Elizabeth Bennet and Mr. Darcy enjoy a repressed flirtation while Britain battles an epidemic of flesh-eating undead in Pride and Prejudice and Zombies, a movie that seems about four years too late to really cash in on the whole mash-up thing but hey, people need things to watch when they’re home sick on random Wednesday afternoons.

It is a truth universally acknowledged that when the English countryside is threatened by zombies, the young ladies of marriageable age must learn warrior arts as well as how to catch a husband with good prospects. Thusly while Mr. Bennet (Charles Dance) has sent his girls to China for kung fu training,  Mrs. Bennet (Sally Phillips) is the more excited by the introduction of the wealthy and unattached Mr. Bingley (Douglas Booth) to neighboring Netherfield Park. Second-oldest of the five Bennet daughters, Elizabeth (Lily James) is more interested in excelling at her Shaolin training than finding a husband, but Bingley does quickly become enamored with oldest daughter Jane (Bella Heathcote). Meanwhile, younger daughters Kitty (Suki Waterhouse) and Lydia (Ellie Bamber) agree with their mother’s hope that such a match could mean rich men for all the sisters.
It’s because of such crassness that Bingley’s proud friend Mr. Darcy (Sam Riley) argues against his choice of Jane, even as Mr. Darcy finds himself falling for Elizabeth. Though at first he thinks her tolerable but not handsome enough to tempt him, he gets all goo-goo eyed when he sees her fighting off a horde of zombies who break up a country ball. But then a certain Mr. Wickham (Jack Huston) shows up with a tale of Darcy’s less than gentlemanly past behavior. Can Darcy overcome his pride and Elizabeth her prejudice against his haughty ways? 
This is that kind of movie that, on a few occasions, feels the need to spell out that Darcy’s sin is pride and Elizabeth’s sin is prejudice. Take away the zombies and the fighting you’d have a very simplistic, almost amateurish retelling of the classic Austen story. I say “almost” because the movie makes some interesting choices here and there that even without the zombies would have made it an attention-worthy entry among the different adaptations of P&P. The character of Mr. Collins (Matt Smith), the obsequious parson who wants to marry one (not that he particularly cares which one) of the Bennet girls, has more or less the same lines but his whole character is designed just a bit differently in a way that has nothing to do with zombies. That and a moment when, during the derailed proposal between Darcy and Elizabeth, it comes out that Darcy thought Jane was too cold to Bingley, to which Elizabeth replies “she’s shy!” while throwing a book at his head, point to different directions new adaptations of Pride & Prejudice could go, even without adding elements of the supernatural.

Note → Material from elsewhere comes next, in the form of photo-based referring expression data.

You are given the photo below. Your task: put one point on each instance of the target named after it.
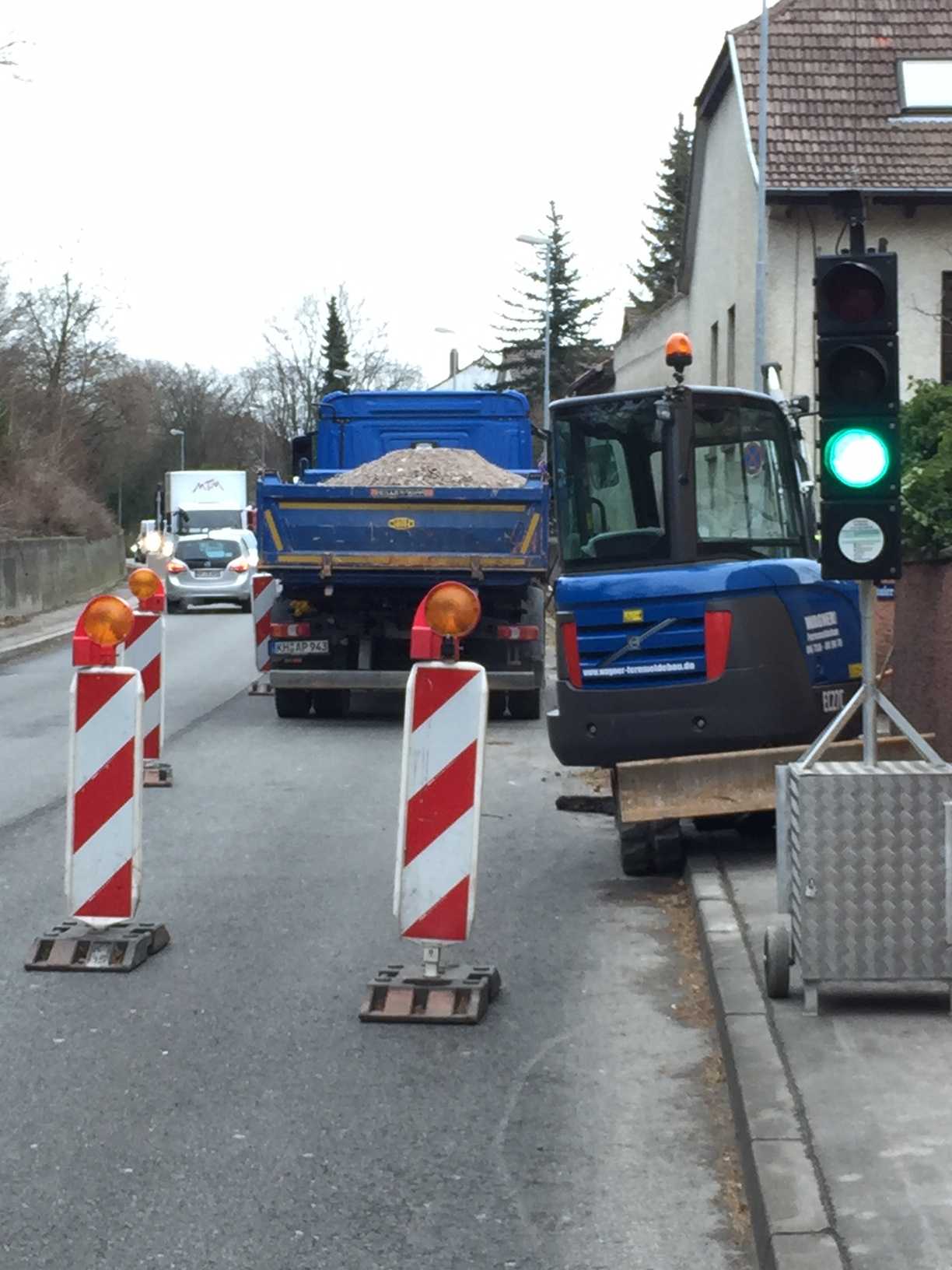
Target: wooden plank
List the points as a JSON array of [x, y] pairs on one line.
[[733, 784]]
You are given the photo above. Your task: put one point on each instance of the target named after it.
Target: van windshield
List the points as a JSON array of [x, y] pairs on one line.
[[610, 482], [198, 518]]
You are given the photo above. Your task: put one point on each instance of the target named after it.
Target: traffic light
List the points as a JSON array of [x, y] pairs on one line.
[[859, 399]]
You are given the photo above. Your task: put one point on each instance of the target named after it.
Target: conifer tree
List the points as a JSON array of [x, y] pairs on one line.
[[658, 273], [520, 357], [335, 352]]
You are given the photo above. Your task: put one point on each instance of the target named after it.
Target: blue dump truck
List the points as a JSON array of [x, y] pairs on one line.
[[692, 619], [353, 560]]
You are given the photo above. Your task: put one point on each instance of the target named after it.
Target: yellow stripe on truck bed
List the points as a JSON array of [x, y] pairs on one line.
[[461, 563], [385, 504]]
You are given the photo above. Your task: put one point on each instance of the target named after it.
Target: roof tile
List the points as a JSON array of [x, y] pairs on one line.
[[833, 114]]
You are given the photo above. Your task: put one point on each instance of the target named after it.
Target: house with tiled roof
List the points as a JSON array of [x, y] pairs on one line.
[[859, 98]]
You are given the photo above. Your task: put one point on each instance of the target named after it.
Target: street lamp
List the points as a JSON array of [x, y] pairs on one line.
[[538, 240], [453, 353]]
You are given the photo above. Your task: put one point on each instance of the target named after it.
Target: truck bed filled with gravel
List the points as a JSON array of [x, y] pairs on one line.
[[438, 468]]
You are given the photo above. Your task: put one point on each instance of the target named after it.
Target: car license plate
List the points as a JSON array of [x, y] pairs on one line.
[[299, 647]]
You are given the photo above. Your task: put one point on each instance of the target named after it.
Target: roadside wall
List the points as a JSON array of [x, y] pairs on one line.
[[37, 574], [922, 683]]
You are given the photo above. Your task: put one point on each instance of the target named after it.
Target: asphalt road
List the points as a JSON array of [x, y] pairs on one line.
[[222, 1107]]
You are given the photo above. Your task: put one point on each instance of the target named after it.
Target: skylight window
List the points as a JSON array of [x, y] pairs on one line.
[[926, 86]]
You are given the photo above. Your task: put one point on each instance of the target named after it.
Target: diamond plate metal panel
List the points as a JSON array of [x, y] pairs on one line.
[[867, 872]]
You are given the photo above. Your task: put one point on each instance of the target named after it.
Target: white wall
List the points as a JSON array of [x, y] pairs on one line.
[[725, 249], [724, 269]]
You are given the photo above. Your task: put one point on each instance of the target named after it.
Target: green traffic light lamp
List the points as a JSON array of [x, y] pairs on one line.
[[857, 458]]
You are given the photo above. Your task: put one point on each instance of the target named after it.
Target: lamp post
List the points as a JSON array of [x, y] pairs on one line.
[[538, 240], [453, 353]]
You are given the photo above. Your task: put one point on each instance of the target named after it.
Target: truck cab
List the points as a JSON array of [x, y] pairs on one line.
[[691, 612]]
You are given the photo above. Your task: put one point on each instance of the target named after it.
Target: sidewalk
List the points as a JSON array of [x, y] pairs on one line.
[[845, 1119], [44, 630]]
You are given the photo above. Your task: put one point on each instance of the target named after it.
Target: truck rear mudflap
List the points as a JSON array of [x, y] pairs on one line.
[[389, 681]]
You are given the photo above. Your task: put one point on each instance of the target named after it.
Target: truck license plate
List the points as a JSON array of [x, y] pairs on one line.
[[299, 647]]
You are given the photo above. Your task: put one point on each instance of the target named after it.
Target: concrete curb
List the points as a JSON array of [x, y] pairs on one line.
[[791, 1225]]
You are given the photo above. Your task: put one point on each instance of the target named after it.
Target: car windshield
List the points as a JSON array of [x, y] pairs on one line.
[[211, 518], [611, 492], [208, 553]]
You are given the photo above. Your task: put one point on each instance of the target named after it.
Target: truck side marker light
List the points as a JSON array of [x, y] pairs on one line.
[[570, 649], [717, 639]]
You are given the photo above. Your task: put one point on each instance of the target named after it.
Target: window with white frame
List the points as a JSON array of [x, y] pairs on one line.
[[926, 86]]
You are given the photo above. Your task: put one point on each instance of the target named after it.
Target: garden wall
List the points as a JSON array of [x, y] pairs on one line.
[[37, 574]]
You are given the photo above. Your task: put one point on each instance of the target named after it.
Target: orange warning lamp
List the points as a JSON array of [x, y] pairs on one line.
[[678, 352], [146, 586], [452, 609], [447, 611], [102, 626]]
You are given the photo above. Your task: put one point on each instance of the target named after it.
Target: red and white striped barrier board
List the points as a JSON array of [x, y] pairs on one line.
[[145, 652], [264, 592], [104, 805], [445, 731]]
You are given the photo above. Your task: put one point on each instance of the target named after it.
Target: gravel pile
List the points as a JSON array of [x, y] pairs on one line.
[[434, 469]]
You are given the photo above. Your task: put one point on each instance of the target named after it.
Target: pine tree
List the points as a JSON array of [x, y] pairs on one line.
[[520, 357], [334, 352], [658, 275]]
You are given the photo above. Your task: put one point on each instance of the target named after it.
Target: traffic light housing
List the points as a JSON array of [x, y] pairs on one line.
[[859, 405]]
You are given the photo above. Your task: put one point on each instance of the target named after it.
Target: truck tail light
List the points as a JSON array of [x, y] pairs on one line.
[[518, 633], [570, 651], [717, 641], [291, 630]]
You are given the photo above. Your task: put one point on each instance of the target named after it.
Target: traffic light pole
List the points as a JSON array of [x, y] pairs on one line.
[[867, 630]]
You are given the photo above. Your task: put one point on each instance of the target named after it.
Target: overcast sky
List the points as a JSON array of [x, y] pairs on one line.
[[203, 165]]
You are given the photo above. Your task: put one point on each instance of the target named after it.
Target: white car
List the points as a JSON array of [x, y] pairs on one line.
[[211, 569]]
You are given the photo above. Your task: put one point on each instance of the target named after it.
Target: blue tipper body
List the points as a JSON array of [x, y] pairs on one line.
[[311, 526], [355, 560]]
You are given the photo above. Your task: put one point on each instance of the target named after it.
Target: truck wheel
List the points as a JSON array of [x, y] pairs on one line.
[[636, 855], [652, 848], [331, 703], [292, 703], [526, 705], [777, 962], [669, 850]]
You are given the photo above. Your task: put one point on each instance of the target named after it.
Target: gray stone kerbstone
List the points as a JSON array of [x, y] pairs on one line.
[[768, 1105], [791, 1195], [807, 1252]]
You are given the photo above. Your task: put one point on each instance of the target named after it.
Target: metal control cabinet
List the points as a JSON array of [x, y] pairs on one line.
[[865, 872]]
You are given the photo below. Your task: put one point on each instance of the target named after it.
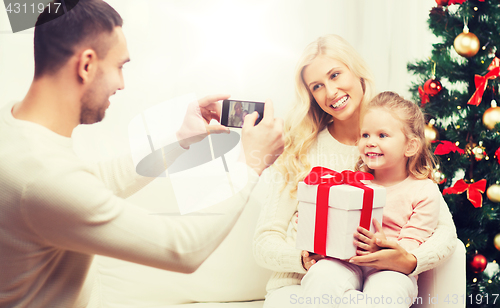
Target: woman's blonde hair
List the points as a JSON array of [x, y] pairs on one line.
[[306, 118], [422, 163]]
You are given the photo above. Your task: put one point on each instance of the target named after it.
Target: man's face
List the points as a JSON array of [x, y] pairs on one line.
[[107, 81]]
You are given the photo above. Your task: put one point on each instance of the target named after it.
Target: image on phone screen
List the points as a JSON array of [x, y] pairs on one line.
[[234, 112]]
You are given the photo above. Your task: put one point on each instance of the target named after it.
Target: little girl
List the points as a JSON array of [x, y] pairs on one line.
[[392, 147]]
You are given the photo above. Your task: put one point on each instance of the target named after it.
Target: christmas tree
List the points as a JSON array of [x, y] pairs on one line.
[[458, 87]]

But, of course, this movie does have zombies. Campy, occasionally silly-looking zombies who, because of the rules of how this movie’s zombie-ism progresses, can occasionally talk and pass along information to the living. I don’t know that the movie is as smart as it could have been about the way it fits zombies into a romantic comedy of manners, but it gives the story not only a few “genre out of water” moments of humor but also a bit of urgency.
And, while the movie isn’t a parody, it does have a bit of fun with some of the visuals and beats of previous Pride and Prejudice productions, most specifically the 1995 BBC version that is something of a gold standard (with its Colin Firth and his spectacular slow-burn Darcy). This all adds up to a movie that is silly but more fun than it probably has a right to be, particularly considering that its performances, while not bad, are also not, to a man, memorable.
I read Pride and Prejudice and Zombies way back when it was first a thing (2009). I vaguely remember enjoying how zombies were shoved into the Austen tale. I say “vaguely” because I don’t really remember the story itself, much as I doubt I will remember this movie much beyond having viewed it. It is cute and fun and seems built to evaporate. B- 
Rated PG-13 for zombie action and violence, and brief suggestive material. Directed by Burr Steers with a screenplay by Burr Steers from the novel by Jane Austen and Seth Grahame-Smith, Pride and Prejudice and Zombies is an hour and 48 minutes long and distributed by Screen Gems.